John's Dev Blog: Spring Data JPA with a Hash & Range Key DynamoDB Table

Friday 25 November 2016

Spring Data JPA with a Hash & Range Key DynamoDB Table

DynamoDB is an attractive option for a quick and simple NoSql database for storing non-relational items consistently and safely without the need for setting up hardware, software and configuration for clustering. DynamoDB will scale up perfectly well to cope with large volumes of data. It is extremely quick and easy to set up a table and read write items from other AWS components.

Spring Data for DynamoDB

From an application point of view the obvious choice for access is to use the AWS SDK. For CRUD operations, from some front end gateway such as a REST API, we would want to abstract the boiler plate code of mapping a POJO to a table which is the perfect use case for JPA. I was unaware of any JPA framework which had built in extensions for DynamoDB until I looked at Spring's implementation - Spring Data. There's a nice framework on GITHub, forked from Michael La'Velles original work, which provides a DynamoDB extension with all the annotations for mapping Java domain classes I'd expect.

Mapping Items to the Java Domain Model

As with all database design the first step is to define a unique key with which to uniquely identify each item in the table. In DynamoDB this is known as the Partition or Hash Key. Often, the items we are dealing with have no unique natural identifier and we need to specify a second identifier, the Sort or Range Key, which, when coupled together with the Partition Key, is unique within the table.
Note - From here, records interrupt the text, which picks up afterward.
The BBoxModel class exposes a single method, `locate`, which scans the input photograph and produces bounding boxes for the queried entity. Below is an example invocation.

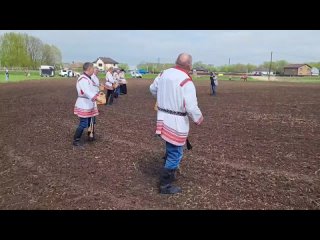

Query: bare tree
[25,35,44,69]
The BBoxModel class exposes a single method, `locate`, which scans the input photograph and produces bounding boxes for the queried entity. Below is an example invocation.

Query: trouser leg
[73,117,89,146]
[106,89,114,105]
[159,142,183,194]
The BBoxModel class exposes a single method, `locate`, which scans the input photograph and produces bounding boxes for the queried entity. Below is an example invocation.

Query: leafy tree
[137,62,174,73]
[41,44,54,65]
[118,63,129,71]
[0,32,62,69]
[306,62,320,69]
[273,60,289,75]
[193,61,207,69]
[41,44,61,66]
[25,34,43,69]
[0,32,30,67]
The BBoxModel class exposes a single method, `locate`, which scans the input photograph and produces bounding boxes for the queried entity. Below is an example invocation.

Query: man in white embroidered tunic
[73,62,100,146]
[150,53,204,194]
[105,67,115,105]
[91,67,100,93]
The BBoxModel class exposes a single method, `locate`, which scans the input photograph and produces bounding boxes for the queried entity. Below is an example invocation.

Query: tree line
[137,60,320,75]
[0,32,62,69]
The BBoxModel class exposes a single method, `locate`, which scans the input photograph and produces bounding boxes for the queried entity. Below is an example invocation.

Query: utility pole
[228,58,231,80]
[268,51,273,81]
[157,57,160,73]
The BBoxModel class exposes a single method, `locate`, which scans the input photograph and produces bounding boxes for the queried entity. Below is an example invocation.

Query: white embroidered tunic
[74,74,99,118]
[150,66,203,146]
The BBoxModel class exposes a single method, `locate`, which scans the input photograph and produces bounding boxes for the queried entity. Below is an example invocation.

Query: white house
[93,57,119,71]
[311,67,319,76]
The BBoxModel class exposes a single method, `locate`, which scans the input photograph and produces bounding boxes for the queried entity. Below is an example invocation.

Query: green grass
[193,75,264,82]
[0,71,64,83]
[140,74,158,79]
[3,71,320,84]
[97,73,158,80]
[193,75,320,83]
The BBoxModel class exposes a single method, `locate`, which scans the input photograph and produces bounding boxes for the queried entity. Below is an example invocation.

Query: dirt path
[0,78,319,209]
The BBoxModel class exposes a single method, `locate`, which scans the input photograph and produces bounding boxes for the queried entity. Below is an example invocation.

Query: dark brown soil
[0,78,319,209]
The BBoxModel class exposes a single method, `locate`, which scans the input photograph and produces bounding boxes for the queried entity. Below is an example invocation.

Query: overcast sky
[1,30,319,67]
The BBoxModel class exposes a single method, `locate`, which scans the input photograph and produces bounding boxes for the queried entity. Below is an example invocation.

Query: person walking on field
[150,53,204,194]
[5,67,9,81]
[73,62,102,146]
[209,72,218,96]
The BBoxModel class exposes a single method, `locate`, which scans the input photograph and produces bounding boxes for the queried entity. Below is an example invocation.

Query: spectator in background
[25,69,30,77]
[210,72,218,96]
[5,67,9,81]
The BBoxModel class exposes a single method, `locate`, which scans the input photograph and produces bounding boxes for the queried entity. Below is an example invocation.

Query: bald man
[150,53,204,194]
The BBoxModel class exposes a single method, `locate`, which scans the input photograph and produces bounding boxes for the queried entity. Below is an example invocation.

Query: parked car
[59,69,75,77]
[74,71,80,77]
[253,72,262,76]
[138,69,149,74]
[130,70,142,78]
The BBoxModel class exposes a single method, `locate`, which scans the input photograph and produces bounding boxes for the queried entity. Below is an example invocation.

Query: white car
[74,71,80,77]
[59,69,75,77]
[130,71,142,78]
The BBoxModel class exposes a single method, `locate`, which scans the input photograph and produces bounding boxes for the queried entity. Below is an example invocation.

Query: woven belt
[78,96,89,99]
[157,107,187,116]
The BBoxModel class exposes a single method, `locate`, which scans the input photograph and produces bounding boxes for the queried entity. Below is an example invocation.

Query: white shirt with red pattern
[105,71,115,89]
[74,74,99,118]
[119,71,127,84]
[91,73,100,93]
[150,66,203,146]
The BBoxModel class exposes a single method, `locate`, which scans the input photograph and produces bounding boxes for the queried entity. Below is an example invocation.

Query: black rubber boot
[159,168,181,194]
[73,128,83,146]
[162,154,178,181]
[172,168,178,182]
[122,84,127,94]
[106,90,114,105]
[108,92,114,105]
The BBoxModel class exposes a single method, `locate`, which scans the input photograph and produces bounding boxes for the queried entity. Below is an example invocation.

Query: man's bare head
[175,53,192,71]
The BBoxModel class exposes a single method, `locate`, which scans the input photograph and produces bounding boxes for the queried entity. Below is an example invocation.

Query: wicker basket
[97,92,106,105]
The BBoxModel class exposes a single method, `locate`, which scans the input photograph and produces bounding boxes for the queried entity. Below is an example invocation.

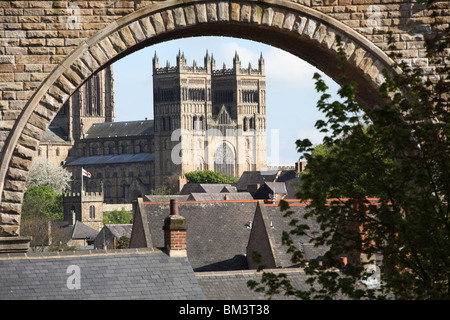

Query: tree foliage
[26,159,72,194]
[185,170,238,184]
[250,27,449,299]
[22,186,64,221]
[103,208,133,224]
[20,215,72,252]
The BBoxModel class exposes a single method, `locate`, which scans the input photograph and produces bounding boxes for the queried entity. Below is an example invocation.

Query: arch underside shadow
[0,0,396,232]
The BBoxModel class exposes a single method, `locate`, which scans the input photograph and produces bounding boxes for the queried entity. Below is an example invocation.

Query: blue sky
[112,36,340,166]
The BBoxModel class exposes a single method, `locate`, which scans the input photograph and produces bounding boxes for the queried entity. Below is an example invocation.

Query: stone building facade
[62,191,104,232]
[61,51,268,204]
[64,120,155,204]
[153,51,268,187]
[36,66,115,166]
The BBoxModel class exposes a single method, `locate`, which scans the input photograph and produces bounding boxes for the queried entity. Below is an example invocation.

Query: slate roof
[196,269,312,300]
[41,126,71,144]
[276,171,303,199]
[133,201,259,271]
[144,194,190,202]
[57,220,99,241]
[264,203,328,267]
[0,249,204,300]
[235,170,279,191]
[179,183,237,195]
[104,224,133,239]
[236,170,303,199]
[65,153,155,166]
[84,120,154,139]
[187,192,253,201]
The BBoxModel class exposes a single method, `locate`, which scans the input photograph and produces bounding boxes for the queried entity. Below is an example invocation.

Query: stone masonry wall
[0,0,448,238]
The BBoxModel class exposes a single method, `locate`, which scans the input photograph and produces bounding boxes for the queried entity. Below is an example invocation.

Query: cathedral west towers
[152,51,268,186]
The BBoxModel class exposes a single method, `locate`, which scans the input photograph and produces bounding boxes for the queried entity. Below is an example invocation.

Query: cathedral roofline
[84,119,154,139]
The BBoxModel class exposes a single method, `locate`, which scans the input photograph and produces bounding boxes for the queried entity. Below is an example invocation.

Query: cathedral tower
[37,66,115,166]
[152,51,267,186]
[51,65,115,142]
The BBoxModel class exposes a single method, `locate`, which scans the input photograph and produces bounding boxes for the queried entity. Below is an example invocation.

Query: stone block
[2,190,24,203]
[98,37,118,60]
[262,7,274,26]
[272,10,285,29]
[195,4,207,24]
[0,236,31,253]
[172,7,186,27]
[108,31,127,53]
[9,155,32,171]
[240,4,251,23]
[230,3,240,21]
[0,202,22,215]
[206,3,218,22]
[282,13,296,31]
[78,50,100,74]
[88,43,110,66]
[150,13,165,35]
[128,20,146,43]
[184,5,197,25]
[0,213,20,225]
[22,123,45,141]
[161,10,175,31]
[217,2,229,22]
[139,16,156,37]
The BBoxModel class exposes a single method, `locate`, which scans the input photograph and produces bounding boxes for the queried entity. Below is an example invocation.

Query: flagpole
[81,168,84,195]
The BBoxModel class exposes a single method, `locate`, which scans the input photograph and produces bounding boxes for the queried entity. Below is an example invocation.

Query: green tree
[185,170,238,184]
[249,28,449,299]
[103,208,133,224]
[117,236,130,249]
[22,186,64,221]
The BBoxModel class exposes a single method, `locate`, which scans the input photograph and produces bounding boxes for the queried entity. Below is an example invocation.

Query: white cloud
[264,47,321,90]
[296,128,326,146]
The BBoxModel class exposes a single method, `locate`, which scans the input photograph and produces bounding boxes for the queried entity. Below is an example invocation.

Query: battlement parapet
[63,191,104,201]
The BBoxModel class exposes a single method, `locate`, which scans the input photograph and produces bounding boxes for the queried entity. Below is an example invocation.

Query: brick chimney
[163,199,187,257]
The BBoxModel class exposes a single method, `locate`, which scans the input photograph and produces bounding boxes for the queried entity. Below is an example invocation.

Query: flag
[82,168,91,178]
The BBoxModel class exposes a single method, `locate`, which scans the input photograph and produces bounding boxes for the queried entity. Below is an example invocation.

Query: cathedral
[152,50,267,188]
[37,51,268,204]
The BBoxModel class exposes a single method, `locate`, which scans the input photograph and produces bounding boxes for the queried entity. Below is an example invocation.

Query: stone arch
[0,0,397,235]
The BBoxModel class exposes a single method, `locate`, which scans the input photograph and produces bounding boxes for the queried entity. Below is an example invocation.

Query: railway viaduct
[0,0,448,252]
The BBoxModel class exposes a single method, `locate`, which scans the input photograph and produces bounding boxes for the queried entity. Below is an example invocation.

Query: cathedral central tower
[152,51,267,186]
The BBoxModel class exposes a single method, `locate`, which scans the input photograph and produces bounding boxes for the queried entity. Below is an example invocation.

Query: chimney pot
[170,199,179,215]
[163,200,187,257]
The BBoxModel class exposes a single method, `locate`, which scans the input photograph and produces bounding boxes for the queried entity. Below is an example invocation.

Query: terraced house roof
[0,249,204,300]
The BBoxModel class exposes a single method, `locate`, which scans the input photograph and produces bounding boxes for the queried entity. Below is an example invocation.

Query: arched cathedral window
[214,142,235,176]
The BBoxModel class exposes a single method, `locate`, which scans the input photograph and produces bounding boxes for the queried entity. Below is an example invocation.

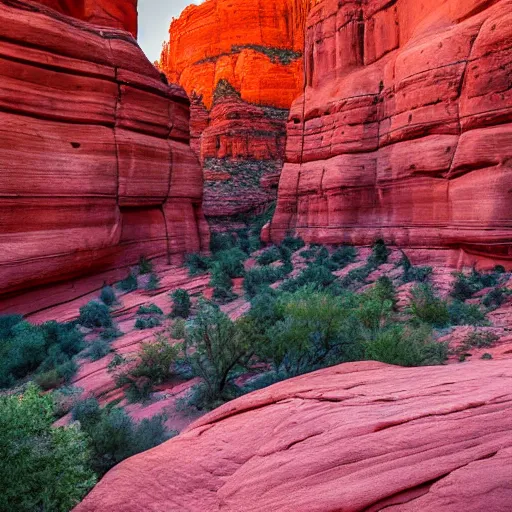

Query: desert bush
[117,271,138,292]
[170,289,191,319]
[257,246,282,265]
[370,276,397,309]
[368,239,390,267]
[331,245,357,268]
[210,264,237,304]
[280,235,305,252]
[138,256,153,275]
[86,340,112,361]
[1,384,96,511]
[409,284,450,327]
[134,317,162,330]
[171,318,186,339]
[213,247,246,278]
[280,263,336,293]
[244,265,287,297]
[459,330,499,351]
[364,324,447,366]
[137,304,163,316]
[78,301,113,329]
[185,253,212,276]
[100,327,123,341]
[483,288,509,309]
[145,273,160,291]
[100,285,117,306]
[210,232,237,253]
[448,300,488,326]
[451,269,501,301]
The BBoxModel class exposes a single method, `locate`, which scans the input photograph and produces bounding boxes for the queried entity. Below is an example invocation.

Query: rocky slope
[268,0,512,268]
[159,0,308,226]
[0,0,209,302]
[75,358,512,511]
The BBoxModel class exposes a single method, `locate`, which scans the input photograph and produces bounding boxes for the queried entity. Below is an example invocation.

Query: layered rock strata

When annotating a domain type we are expected to mark a field as an ID. With Spring Data we only have the option of using the org.springframework.data.annotation.Id annotation. This must be at field level and only one field can be annotated. Therefore, with our compound key model, we are forced to create an identifier class which is embedded into the domain type. This is a common pattern with JPA and relational data models. However, it has knock-on effects with the DynamoDB persistence model and how the domain object is serialized from a JSON document.

In this example I will map a Widget domain type with both Partition and Sort keys. In order to ensure uniqueness by compound key I will create a WidgetId class which is embedded into Widget. However, I don't want this persisted into the store as an object. The keys should be defined as simple number and String types within the JSON schema. The JSON schema I will map is shown below.

Rather than map other domain model attributes I simply want the Widget class to contain a String of JSON data which is dumped directly into single DynamoDB attribute. In reality I would probably map each attribute and tightly constrain the Java model to the JSON schema. But, this approach gives increased flexibility to store whatever data I want. Even so, the lack of constraint increases the risk of persisting bad or invalid data. When persisted into DynamoDB a Widget item looks like this

I need to tell the underlying Jackson mapper to treat the data String as raw JSON rather than deserialize it as a String. Here's the Widget and WidgetId classes annotated with everything Spring Data and Jackson need to serialize and persist single instances.

The annotations on the get/set Hash and Range key values essentially act as proxies to the encapsulated WidgetId instance which is ignored by both DynamoDB and the Jackson serializer. The @Id annotation ensures JPA still uses this class as the embedded identifier allowing us to utilize the compound key.

CRUD Repository

I need to set up the configuration to access the DynamoDB Widgets table. Access control is via IAM so I can either add a key pair of my IAM account to the application or grant the required role to the EC2 instance I'm running this app from. In this example I'm going to give it the access and secret key which, being a Spring Boot application, I add as properties to the application.properties file on my class path along with the end point URL to the DynamoDB service.

Now to define a repository to handle the CRUD operations. The Spring Data framework provides all the functionality needed straight out the box to such an extent that no further code is required. In this example I want to read all the Widgets with a given Partition key value, there may be multiple items because that key alone isn't unique. The interface which extends the Spring Data org.springframework.data.repository.CrudRepository simply needs another method defining. Spring Data will interpret this from it's name, parameters and return type and formulate the query at runtime.

Use MVC to Create a REST API

It's pretty straight forward to add the dependency for Spring MVC and create a simple REST Controller to implement GET and PUT, read & write, methods.

Securing the End Points

As with any web application I need to secure the REST end points. I'll do this with Basic authantication, a simple base64 encoded user and pass on the Authorization header of the request. This is again very simple to achieve with Spring Security and the convention over configuration of Spring Boot. Simply extend the WebSecurityConfigurerAdapter class, override the configure method and set the required authority for the specific paths. In my case I just want to force any request to either method exposed by the controller to be authenticated. Spring Security will create a default user/pass and print it out to the system log on boot up. I can override this by adding the credentials into the application.properties file. In a production system I'd add my own UserDetailsService and load those credentials from store of some kind.